Palestinians inspect the site of an explosion that targeted a convoy that was carrying Palestinian Prime Minister Rami Hamdallah, in the northern Gaza Strip March 13, 2018.
(photo credit: MOHAMMED SALEM/REUTERS)
The roadside bomb that struck Palestinian Authority Prime Minister Rami Hamdallah and General Intelligence Services chief Majid Faraj’s motorcade on Tuesday in the Gaza Strip was professionally made, Deputy Interior Minister Muhammad Mansour said on Wednesday.
On Tuesday morning, a roadside bomb exploded adjacent to Hamdallah and Faraj’s motorcade in Beit Hanun in northern Gaza, injuring seven members of their staffs and damaging several cars.
“The explosion was precisely planned and carried out, which means that it was not done by individuals but rather professionals,” Mansour, who was in Hamdallah and Faraj’s motorcade, told official PA radio.
PA President Mahmoud Abbas’s office said on Wednesday that Hamas bears responsibility for the bombing. However, Faraj, who is also a close adviser of Abbas, said that “it is too early to accuse anyone,” but added that Hamas is responsible for securing the lands it controls.
Meanwhile, some Hamas officials suggested on Wednesday that Israel carried out the bombing, while other Hamas leaders insinuated the PA did it.

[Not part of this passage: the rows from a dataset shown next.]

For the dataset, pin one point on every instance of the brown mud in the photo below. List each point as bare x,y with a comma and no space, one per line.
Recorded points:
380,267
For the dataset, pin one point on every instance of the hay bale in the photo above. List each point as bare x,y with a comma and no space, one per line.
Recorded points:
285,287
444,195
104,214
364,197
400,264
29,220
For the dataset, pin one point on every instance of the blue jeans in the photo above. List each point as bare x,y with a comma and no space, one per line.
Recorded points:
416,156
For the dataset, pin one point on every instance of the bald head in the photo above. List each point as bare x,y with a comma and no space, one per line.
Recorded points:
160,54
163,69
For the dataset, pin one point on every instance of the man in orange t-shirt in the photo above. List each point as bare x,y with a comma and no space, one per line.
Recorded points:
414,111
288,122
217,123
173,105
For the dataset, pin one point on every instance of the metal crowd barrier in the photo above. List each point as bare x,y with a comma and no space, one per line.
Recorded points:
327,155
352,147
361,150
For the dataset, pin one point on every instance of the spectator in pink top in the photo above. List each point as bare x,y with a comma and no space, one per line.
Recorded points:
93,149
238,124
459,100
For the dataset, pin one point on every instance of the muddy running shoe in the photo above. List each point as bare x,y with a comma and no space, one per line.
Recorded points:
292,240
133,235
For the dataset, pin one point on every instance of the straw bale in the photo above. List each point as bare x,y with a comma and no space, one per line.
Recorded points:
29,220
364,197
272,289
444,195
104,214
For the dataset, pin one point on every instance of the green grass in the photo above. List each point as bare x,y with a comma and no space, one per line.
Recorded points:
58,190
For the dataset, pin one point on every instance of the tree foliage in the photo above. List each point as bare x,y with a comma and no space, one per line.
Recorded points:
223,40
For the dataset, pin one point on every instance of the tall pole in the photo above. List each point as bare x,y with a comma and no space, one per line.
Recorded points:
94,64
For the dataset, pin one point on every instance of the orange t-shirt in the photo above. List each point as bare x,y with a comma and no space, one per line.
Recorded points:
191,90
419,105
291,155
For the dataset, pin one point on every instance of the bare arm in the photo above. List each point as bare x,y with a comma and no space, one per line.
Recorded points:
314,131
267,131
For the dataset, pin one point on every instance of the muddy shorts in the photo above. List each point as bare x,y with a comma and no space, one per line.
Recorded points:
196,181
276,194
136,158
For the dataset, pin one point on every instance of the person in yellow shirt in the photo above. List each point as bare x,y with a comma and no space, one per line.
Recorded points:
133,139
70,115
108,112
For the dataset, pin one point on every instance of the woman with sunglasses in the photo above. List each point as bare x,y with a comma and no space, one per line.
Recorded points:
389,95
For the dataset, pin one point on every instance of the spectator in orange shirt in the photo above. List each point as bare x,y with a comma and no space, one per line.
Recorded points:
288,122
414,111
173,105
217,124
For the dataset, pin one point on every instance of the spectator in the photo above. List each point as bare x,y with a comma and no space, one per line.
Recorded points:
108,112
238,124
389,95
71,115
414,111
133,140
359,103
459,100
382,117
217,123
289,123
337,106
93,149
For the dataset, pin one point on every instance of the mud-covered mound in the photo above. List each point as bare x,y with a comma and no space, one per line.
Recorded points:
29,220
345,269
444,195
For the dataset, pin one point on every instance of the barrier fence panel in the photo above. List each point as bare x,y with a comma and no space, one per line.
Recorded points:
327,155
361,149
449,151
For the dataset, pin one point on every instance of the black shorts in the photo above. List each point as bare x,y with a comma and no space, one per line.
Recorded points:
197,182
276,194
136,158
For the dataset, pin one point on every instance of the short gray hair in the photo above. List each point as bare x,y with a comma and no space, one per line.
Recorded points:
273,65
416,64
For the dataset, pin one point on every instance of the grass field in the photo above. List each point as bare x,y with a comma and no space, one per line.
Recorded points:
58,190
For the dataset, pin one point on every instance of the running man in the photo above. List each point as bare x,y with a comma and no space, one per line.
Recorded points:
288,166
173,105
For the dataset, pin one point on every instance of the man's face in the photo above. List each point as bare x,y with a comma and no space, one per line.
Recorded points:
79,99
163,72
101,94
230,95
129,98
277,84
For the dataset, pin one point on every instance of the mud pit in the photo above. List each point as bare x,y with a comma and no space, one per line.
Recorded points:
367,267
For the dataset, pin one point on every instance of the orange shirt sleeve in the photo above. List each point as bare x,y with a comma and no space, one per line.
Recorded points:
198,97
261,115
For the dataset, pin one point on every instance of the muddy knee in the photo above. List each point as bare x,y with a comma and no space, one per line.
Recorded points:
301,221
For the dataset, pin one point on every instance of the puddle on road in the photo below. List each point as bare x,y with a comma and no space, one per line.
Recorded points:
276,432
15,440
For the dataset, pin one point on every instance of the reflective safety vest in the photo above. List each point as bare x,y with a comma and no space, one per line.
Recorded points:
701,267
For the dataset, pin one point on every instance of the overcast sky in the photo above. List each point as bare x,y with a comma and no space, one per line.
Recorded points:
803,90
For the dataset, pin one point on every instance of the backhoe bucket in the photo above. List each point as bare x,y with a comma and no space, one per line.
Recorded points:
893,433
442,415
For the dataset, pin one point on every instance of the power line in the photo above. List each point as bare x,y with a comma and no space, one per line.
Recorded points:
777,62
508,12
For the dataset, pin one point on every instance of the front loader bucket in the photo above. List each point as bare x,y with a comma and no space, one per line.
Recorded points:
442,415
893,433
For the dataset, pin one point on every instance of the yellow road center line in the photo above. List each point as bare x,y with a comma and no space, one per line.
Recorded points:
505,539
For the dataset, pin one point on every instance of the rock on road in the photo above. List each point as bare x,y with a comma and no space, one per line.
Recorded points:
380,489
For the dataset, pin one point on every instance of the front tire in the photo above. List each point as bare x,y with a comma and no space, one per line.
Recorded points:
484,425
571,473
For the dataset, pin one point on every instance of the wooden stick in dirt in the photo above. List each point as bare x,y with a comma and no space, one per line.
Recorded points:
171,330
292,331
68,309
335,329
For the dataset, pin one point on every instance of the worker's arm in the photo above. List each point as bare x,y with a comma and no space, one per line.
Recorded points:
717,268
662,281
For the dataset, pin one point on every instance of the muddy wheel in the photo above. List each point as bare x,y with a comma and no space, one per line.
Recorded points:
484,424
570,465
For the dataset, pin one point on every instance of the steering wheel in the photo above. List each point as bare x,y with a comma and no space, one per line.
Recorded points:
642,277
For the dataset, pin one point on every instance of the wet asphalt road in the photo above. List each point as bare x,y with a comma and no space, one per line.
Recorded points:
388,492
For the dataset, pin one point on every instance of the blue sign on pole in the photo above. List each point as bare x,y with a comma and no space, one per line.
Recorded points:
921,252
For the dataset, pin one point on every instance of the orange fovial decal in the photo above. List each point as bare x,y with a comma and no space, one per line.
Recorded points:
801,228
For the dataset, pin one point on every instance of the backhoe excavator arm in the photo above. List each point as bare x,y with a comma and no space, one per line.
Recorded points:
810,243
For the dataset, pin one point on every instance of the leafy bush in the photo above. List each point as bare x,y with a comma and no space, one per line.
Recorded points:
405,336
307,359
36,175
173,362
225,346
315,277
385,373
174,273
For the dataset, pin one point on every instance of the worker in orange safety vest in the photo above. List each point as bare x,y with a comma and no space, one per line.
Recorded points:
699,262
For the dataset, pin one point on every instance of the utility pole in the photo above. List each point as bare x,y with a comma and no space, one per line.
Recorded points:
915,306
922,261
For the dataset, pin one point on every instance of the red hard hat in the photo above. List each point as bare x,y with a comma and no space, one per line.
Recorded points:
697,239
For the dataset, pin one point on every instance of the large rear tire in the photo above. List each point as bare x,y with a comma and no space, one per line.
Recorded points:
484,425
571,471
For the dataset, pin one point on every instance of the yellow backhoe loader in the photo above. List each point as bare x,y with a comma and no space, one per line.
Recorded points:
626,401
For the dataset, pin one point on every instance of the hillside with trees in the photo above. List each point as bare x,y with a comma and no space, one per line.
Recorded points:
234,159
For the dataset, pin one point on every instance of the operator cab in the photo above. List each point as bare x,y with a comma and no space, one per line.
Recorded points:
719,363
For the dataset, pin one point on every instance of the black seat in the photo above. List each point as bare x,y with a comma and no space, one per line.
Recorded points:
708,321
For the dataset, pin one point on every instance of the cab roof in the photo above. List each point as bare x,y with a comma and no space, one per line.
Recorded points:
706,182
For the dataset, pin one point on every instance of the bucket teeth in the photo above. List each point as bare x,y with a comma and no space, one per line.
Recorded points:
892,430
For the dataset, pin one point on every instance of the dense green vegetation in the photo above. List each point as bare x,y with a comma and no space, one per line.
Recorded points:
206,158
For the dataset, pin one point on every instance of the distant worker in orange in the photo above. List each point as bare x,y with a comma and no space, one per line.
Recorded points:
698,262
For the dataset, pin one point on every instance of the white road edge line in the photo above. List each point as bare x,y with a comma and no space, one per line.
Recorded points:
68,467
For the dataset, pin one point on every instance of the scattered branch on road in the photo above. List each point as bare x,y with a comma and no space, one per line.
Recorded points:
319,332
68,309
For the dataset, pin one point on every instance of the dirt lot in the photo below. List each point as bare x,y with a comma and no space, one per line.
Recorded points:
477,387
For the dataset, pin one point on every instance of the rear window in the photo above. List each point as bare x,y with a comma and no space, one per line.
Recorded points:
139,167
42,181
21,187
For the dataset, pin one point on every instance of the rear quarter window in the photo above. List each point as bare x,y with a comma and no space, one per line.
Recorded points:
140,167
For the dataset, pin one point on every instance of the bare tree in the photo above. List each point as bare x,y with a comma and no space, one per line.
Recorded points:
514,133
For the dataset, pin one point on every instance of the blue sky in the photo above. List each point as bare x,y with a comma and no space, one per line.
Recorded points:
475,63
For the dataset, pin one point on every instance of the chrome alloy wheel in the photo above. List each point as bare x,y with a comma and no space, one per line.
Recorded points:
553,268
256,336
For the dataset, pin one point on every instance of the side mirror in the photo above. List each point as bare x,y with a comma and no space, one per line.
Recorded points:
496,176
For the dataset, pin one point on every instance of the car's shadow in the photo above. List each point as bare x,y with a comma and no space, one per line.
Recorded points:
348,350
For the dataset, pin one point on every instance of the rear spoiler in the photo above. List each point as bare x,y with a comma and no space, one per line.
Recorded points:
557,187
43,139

Mansour also insinuated that the bombing was meant to strike Faraj and Hamdallah’s bodies.
“The explosion of the IED caused damages to three cars including an armored car in which the criminals thought the prime minister and intelligence chief were inside,” he said.
The specific cars transporting Hamdallah and Faraj were not significantly impacted by the bombing.
On Wednesday, some analysts speculated that the bombing was not meant to kill Hamdallah and Faraj, but rather intimidate them.
Mansour also said that Tawfiq Abu Naim, the head of the Hamas-run Interior Ministry in Gaza, sent an update to Hamdallah on the investigation into the bombing.
He said that Abu Naim’s update says that two 15-kg.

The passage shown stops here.